After several years of grappling with the dangers of synthetic drugs in the city, the New Bedford Board of Health adopted new regulations Thursday to implement an outright ban on the sale of the substances effective immediately. 

The board approved a draft version of the regulations that was announced earlier this week during a press conference at New Bedford City Hall.

Unlike the national regulations implemented by the Drug Enforcement Agency (DEA), the new local regulation will attack the products from how they effect consumers.

"They've had trouble banning them at a state and national level because the DEA has been kind of boxed-in to having to go after chemical structures," said Craig Longo, Board of Health member and emergency department physician at St. Luke's Hospital. "What we're actually going after is intent and effect, following suit with some other communities like Lynn and Wareham that have done the same."

Director of Health Brenda Weis said since the draft of the regulation was announced, three other local communities have inquired about the language.
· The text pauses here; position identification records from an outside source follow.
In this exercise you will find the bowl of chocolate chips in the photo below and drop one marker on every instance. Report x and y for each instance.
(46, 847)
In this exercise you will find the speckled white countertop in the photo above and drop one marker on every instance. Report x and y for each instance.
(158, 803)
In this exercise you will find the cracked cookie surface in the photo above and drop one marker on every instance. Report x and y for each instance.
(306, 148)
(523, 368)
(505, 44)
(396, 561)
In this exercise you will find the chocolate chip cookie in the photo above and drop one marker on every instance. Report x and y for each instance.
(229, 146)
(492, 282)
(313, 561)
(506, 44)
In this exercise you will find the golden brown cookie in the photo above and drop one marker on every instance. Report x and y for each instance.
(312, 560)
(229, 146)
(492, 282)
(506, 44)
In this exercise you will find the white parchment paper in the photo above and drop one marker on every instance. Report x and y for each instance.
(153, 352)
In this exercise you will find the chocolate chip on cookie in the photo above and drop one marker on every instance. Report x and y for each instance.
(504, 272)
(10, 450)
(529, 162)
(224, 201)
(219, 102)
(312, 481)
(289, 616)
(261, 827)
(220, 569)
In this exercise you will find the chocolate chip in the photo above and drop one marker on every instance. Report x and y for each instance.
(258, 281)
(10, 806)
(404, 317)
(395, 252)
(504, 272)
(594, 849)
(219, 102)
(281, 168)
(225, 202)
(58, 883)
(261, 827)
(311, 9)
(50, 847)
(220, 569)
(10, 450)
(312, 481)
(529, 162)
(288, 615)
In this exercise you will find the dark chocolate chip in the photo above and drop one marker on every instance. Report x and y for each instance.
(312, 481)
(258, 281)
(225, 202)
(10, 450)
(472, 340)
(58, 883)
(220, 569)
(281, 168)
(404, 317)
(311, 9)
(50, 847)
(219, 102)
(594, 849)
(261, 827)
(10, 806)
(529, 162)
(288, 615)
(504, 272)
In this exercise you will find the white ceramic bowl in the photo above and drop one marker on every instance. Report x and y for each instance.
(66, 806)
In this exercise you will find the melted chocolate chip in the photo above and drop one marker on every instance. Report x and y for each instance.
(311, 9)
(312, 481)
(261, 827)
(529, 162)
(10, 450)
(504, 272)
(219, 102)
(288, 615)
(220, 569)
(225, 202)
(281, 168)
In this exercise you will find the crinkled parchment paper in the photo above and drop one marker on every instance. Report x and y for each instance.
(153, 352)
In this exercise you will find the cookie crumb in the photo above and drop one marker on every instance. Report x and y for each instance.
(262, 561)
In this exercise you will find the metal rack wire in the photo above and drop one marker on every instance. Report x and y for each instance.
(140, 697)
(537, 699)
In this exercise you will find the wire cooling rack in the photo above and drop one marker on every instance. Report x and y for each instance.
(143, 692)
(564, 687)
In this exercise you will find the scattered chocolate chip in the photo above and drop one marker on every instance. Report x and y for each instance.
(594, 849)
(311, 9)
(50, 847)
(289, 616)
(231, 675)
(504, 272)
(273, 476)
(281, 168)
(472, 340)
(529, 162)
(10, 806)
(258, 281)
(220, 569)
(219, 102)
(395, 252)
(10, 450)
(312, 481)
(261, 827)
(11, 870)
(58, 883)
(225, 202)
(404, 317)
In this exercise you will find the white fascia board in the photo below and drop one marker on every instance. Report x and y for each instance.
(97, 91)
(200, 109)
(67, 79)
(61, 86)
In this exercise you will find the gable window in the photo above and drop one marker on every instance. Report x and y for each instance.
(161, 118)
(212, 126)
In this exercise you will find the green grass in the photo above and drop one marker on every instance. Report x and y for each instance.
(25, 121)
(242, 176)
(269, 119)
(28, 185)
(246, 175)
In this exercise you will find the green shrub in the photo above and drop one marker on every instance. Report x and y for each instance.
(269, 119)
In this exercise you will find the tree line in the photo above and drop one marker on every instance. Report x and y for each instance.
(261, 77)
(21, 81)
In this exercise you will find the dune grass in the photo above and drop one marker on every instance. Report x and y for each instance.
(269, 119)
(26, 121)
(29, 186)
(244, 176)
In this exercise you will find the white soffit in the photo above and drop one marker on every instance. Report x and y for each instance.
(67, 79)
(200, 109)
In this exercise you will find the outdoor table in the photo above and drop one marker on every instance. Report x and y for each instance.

Weis declined to identify those communities but said they are on the Southcoast.

The board acknowledged many establishments have voluntarily removed products known as "Spice", "K2", "Scooby Snacks", "potpourri" and various other names but some are still selling them, including one smoke shop just across the street from the New Bedford Veteran's Transition House.
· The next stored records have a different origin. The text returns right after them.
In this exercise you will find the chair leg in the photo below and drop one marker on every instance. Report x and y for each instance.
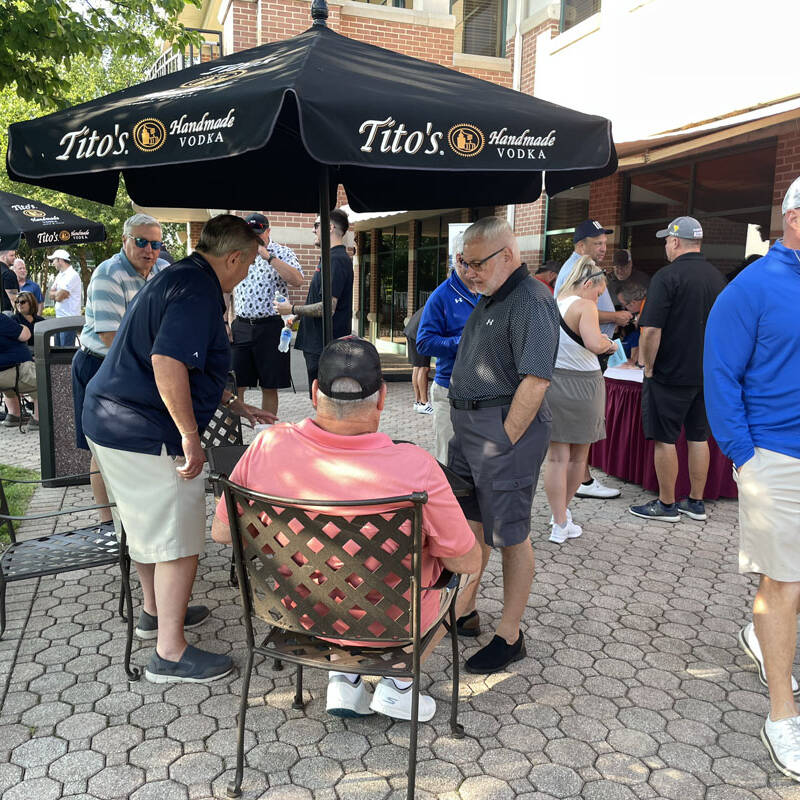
(235, 787)
(412, 742)
(298, 690)
(456, 730)
(133, 673)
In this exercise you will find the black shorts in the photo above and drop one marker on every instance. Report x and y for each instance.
(504, 475)
(255, 357)
(666, 409)
(414, 358)
(84, 368)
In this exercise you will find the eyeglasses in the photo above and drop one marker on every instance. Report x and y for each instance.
(475, 266)
(140, 241)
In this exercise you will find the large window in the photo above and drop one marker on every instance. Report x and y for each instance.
(480, 26)
(731, 196)
(564, 212)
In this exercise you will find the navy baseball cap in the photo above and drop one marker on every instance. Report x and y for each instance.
(588, 229)
(258, 222)
(350, 357)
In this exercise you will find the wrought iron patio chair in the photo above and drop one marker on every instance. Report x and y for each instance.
(351, 570)
(85, 547)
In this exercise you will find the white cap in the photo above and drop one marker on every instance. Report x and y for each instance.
(792, 197)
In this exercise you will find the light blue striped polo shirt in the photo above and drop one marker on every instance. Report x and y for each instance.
(113, 286)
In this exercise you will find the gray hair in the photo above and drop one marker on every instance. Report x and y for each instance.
(488, 229)
(584, 269)
(225, 234)
(136, 220)
(346, 409)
Case manager Mike Riley spoke in support of the ban during Thursday's meeting and said synthetics just add to the turmoils of recovery.

"They have enough on their plate and enough temptation without it being flashed right in front of their face," Riley said. "It's hard enough to recover without watching people getting high basically right in front of you."

The regulations are expected to mesh with violations of tobacco sales, including fines and license suspensions.

"Currently we have a fine structure in place for tobacco violations and one of the things we're looking at is maybe encompassing all of these violations under the same structure," Longo said.

As it's written now, violations of the regulation will result in a $100 fine for the first offense, $200 fine for the second offense within 24 months, $300 fine and possible seven day suspension of tobacco license for third offense within 24 months, and $300 fine and possible 30 day suspension of license for fourth offense within 24 months.

Pending a future hearing, an amendment could lump synthetic and tobacco violations together within the same penalty bucket.

Board members believe the risk of potentially losing the privilege to sell tobacco, a huge money maker, will encourage store owners to comply with the regulations.

All establishments in the city will be notified by letter about the ban and will have 60 days upon hire of an enforcement officer to remove all products from their shelves.

Mayor Jon Mitchell allocated funding in the recent FY17 budget to add the new position, though it has not yet been filled.